A bizarre story has recently come out of Zimbabwe. Grace Mugabe, the politically powerful wife of the ageing president Robert Mugabe, has come up with a plan to settle a debt to China with 35 young elephants, eight lions, 12 hyenas and a giraffe.
The debt was incurred in 1998 when Zimbabwe sent troops and bought equipment from China to help President Laurent Kabila in Democratic Republic of the Congo (DRC). Kabila needed help fighting off a rebel movement backed by Uganda and Rwanda.
Zimbabwe’s use of live wildlife as a commodity is nothing new. And it’s not the only country to do so. It is quite common for southern African states to sell what they consider to be surplus animals to zoos or safari parks outside Africa.
In January 2016, the US Fish and Wildlife Service gave the go ahead for Swaziland to export 18 elephants to zoos in the US. Between 2010 and 2014 an estimated 500 white rhinos and 20 elephants were exported from African range states.

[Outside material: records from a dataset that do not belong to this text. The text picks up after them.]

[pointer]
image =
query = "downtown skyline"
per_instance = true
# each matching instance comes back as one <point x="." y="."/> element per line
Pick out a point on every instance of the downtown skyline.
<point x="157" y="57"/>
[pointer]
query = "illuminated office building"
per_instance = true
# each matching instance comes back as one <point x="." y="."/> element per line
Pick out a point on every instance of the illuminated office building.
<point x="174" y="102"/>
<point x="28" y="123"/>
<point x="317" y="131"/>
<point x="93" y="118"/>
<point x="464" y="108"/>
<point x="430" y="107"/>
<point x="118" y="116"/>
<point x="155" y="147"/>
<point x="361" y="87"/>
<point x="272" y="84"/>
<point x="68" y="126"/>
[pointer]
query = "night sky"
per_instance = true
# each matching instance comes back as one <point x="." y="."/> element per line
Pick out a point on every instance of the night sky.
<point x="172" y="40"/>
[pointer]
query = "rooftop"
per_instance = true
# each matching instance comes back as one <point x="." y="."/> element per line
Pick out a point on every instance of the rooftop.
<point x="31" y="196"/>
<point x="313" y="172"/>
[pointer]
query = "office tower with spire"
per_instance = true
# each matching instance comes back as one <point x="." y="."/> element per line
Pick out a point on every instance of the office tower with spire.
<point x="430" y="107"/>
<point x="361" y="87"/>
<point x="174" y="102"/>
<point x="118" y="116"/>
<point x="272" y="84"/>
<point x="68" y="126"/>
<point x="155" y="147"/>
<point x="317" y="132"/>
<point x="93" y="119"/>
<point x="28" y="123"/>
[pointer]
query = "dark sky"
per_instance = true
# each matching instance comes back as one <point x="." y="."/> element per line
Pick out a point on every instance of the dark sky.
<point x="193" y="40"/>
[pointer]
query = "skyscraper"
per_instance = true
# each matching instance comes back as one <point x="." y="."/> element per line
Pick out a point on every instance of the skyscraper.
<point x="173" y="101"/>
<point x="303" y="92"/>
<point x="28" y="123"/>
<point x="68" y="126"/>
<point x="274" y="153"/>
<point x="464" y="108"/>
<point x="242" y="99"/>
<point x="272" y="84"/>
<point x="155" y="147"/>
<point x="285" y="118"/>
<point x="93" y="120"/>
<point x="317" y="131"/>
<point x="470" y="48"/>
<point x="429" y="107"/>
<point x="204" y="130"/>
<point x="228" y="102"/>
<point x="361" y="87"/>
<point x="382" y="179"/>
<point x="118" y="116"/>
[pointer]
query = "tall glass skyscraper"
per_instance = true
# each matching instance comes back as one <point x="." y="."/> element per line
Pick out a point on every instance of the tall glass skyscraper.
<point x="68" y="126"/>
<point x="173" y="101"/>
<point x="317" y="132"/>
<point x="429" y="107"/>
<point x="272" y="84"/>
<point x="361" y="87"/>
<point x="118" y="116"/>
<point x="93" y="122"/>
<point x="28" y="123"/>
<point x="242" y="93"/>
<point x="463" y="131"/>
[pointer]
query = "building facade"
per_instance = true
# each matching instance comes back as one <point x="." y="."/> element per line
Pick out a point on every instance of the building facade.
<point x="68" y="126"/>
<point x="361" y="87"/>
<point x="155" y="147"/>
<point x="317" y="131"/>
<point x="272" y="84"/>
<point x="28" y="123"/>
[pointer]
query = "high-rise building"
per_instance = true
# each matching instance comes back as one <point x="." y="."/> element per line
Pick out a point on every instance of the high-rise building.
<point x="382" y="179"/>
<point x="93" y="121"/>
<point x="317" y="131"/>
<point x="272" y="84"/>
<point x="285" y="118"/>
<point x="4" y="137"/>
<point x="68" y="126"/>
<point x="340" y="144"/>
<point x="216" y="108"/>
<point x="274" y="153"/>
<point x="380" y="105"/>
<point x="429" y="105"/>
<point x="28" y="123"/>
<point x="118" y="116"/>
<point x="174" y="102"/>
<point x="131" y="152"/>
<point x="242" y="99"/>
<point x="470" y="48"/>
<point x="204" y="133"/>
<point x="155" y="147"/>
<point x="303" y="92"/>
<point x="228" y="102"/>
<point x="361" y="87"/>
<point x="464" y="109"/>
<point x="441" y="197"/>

Animals are also exported to restock parks or reserves elsewhere on the continent. Zimbabwe’s Bubye Valley Conservancy, for example, is arranging to send 8-10 lions to Malawi, Rwanda and Zambia. The aim is to help them re-establish prides in areas depleted of lions.
The sale of live animals is highly controversial, but not illegal as long as rules established by CITES are followed. These require that live exports only be between two CITES members and that both parties’ management authorities for CITES ensure that the export permits are valid.
The authorities need to ensure that “the export of the animals would not be detrimental to the survival of the species in the wild” and would be taken to “to appropriate and acceptable destinations”.
But the removal of young elephants from their herds – as happened in Zimbabwe – is highly damaging to the animals and to the herd as a whole. This form of removal has been called a “a mad act of cruelty”.